Quando a Torre Trump ficar dentro de água

Trump acena com mudanças que poderão reduzir em muito a herança do seu antecessor. A revisão de legado não sairá, porém, grátis.

As antevisões do legado de Barack Obama foram longamente apresentadas antes das presidenciais, mas a vitória de Donald Trump obriga a rever o que se julgava já feito. Um candidato a revisão é o contributo no combate às alterações climáticas que os EUA deixam realmente para o futuro. Sobretudo depois do impasse em que ficou a conferência de Marraquexe, assombrada pelo milionário que trata a mudança climática por “embuste” e promete o renascimento da energia fóssil para criar milhões de empregos na maior economia do mundo.

Se o Presidente eleito mantiver a promessa, não será a primeira vez que os EUA abandonam a luta contra as alterações climáticas. O republicano George W. Bush também fez tábua rasa dos compromissos que Bill Clinton assumira quatro anos antes em Quioto. Mas entre estes dois tempos há uma diferença: acumulou-se evidência científica de que a temperatura média do planeta está a subir.

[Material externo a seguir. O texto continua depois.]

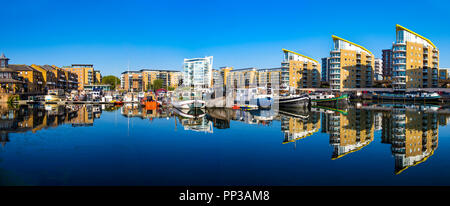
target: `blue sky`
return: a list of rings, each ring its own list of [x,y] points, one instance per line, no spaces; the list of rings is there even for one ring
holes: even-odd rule
[[[339,3],[338,3],[339,2]],[[400,24],[440,49],[450,67],[450,2],[0,0],[0,52],[12,64],[94,64],[103,75],[181,70],[214,56],[214,68],[279,67],[282,48],[317,60],[331,35],[381,57]]]

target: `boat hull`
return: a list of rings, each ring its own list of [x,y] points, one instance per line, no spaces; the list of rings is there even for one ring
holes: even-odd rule
[[[311,99],[308,96],[293,96],[278,99],[280,107],[309,107]]]

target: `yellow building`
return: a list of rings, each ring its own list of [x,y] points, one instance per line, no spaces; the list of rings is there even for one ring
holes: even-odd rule
[[[63,67],[63,69],[77,74],[78,90],[84,90],[84,85],[96,83],[94,65],[92,64],[72,64],[72,66]]]
[[[438,87],[439,50],[430,40],[397,24],[392,51],[395,91]]]
[[[395,173],[427,160],[438,144],[438,114],[394,108],[392,111],[392,153]]]
[[[328,121],[333,160],[358,151],[373,141],[373,113],[369,110],[349,110],[347,114],[336,112],[330,114]]]
[[[10,64],[8,67],[17,71],[19,77],[23,78],[25,93],[42,94],[44,92],[44,77],[39,70],[23,64]]]
[[[258,86],[258,70],[256,68],[230,70],[226,80],[227,88],[250,88]]]
[[[344,88],[372,87],[374,55],[366,48],[337,36],[330,52],[330,87],[334,91]]]
[[[66,70],[61,69],[55,65],[52,65],[52,67],[53,67],[52,72],[56,76],[56,88],[67,90]]]
[[[295,142],[319,131],[320,113],[310,113],[308,119],[281,115],[281,131],[284,133],[283,144]]]
[[[320,64],[305,55],[283,49],[282,65],[289,67],[289,87],[317,88],[320,86]]]
[[[31,65],[32,68],[40,71],[42,73],[43,79],[44,79],[44,85],[45,89],[55,89],[56,88],[56,75],[53,73],[53,67],[50,65]]]

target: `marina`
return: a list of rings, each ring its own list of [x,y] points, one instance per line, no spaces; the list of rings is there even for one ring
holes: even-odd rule
[[[50,104],[2,105],[0,113],[2,185],[450,183],[444,105],[246,111]]]

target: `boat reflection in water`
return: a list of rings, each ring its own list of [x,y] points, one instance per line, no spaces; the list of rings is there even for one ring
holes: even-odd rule
[[[125,104],[122,107],[44,105],[16,108],[0,105],[0,143],[5,147],[11,141],[10,133],[36,133],[59,125],[95,127],[94,120],[102,118],[103,112],[116,109],[120,109],[120,114],[128,119],[173,119],[174,124],[180,124],[184,130],[207,135],[213,135],[214,128],[233,129],[231,122],[273,128],[281,130],[280,136],[274,138],[280,138],[281,144],[294,144],[294,148],[299,140],[328,135],[331,159],[335,161],[355,155],[379,138],[381,144],[390,145],[395,174],[426,161],[434,154],[438,147],[439,125],[447,125],[450,117],[450,109],[438,105],[370,104],[342,109],[313,106],[310,109],[250,111],[159,107],[147,110],[139,104]],[[375,137],[375,134],[380,136]]]
[[[100,118],[101,107],[52,104],[11,108],[7,104],[0,104],[0,142],[5,146],[10,133],[36,133],[65,124],[72,127],[93,126],[94,119]]]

Obama não só recuperou a herança democrata, como traçou objectivos mais ambiciosos de descarbonização da economia – cortar as emissões das centrais eléctricas em 32% até 2030, responsabilizando-se o país por 20% do esforço mundial de corte de emissões até lá, o que lhe valeu a feroz litigância de 28 estados e mais de 1100 empresas, para além dos bloqueios do Senado e da Câmara dos Representantes. Ao mesmo tempo, presidiu ao boom histórico de petróleo e gás de xisto, devolvendo aos EUA o sonho da independência energética e a base material da sua tentação isolacionista. Nas previsões, a completa auto-suficiência acontecerá em 2022. Há dez anos, os EUA importavam 65% do petróleo, há um ano eram 28% e em 2020 serão 11% (tecnicamente já auto-suficiência).

Para Obama, o gás de xisto assegura à América, apesar da controvérsia ambiental, a transição para uma era de energia mais limpa e sem carvão. Hoje, os EUA são o maior produtor mundial de petróleo e e a segunda potência em energias renováveis, o que faz deste país o segundo maior emissor de gases com efeito de estufa, a seguir à China.

Mas para a América que votou Trump, não chega. A promessa é recuperar o carvão, muito mais emissor de CO2, e eliminar restrições à exploração de cinco biliões (milhões de milhões) de dólares de reservas de carvão, gás e petróleo. O mercado considerou que o Presidente eleito estava a falar a sério ao nomear, para a fase de transição, um lobista da energia fóssil (Mike McKenna) para o Departamento de Energia e um céptico da ciência climática, embora não cientista (Myron Ebell), para a Agência de Protecção Ambiental. A organização a que pertence foi financiada pela Exxon, está próxima do conglomerado industrial Koch, acusado de financiar grupos que negam a mudança climática e para o qual, segundo a imprensa dos EUA, McKenna também trabalhou.

Desconhece-se o que Trump vai fazer às renováveis, que têm sido impulsionadas pelas metas de energias limpas e por uma significativa descida de custos, em especial a eólica e a solar fotovoltaica. No final de 2015 este sector empregava directa e indirectamente cerca de 800 mil pessoas nos EUA  – 10% do bolo mundial (relatório IRENA 2016). É uma geração de trabalhadores mais jovem do que a que suspira pelo regresso do carvão, menos enquadrada sindicalmente do que as indústrias tradicionais que viram os velhos e poderosos sindicatos alinharem com Trump – a troco de algo que mais tarde se verá.

De forma irónica, a distribuição da capacidade instalada das renováveis nos EUA replica a tensão entre o país próspero das duas costas (os “beneficiados”) com mais sol e vento offshore, e o país em crise do centro oeste (dos “esquecidos”). Um emprego perdido no Midwest será mais barulhento do que um extinto na costa.

Trump acena com mudanças que poderão reduzir em muito a herança do seu antecessor. A revisão de legado não sairá, porém, grátis. Se os cientistas ligados à Academia de Ciências dos EUA estiverem certos, a costa leste do país será uma das mais afectadas e, por volta de 2100, zonas como Nova Iorque terão uma subida do nível do mar superior a um metro. Manhattan, onde fica a Torre Trump, também. Se nada se fizer, nas previsões dos cientistas, esse será um seu legado.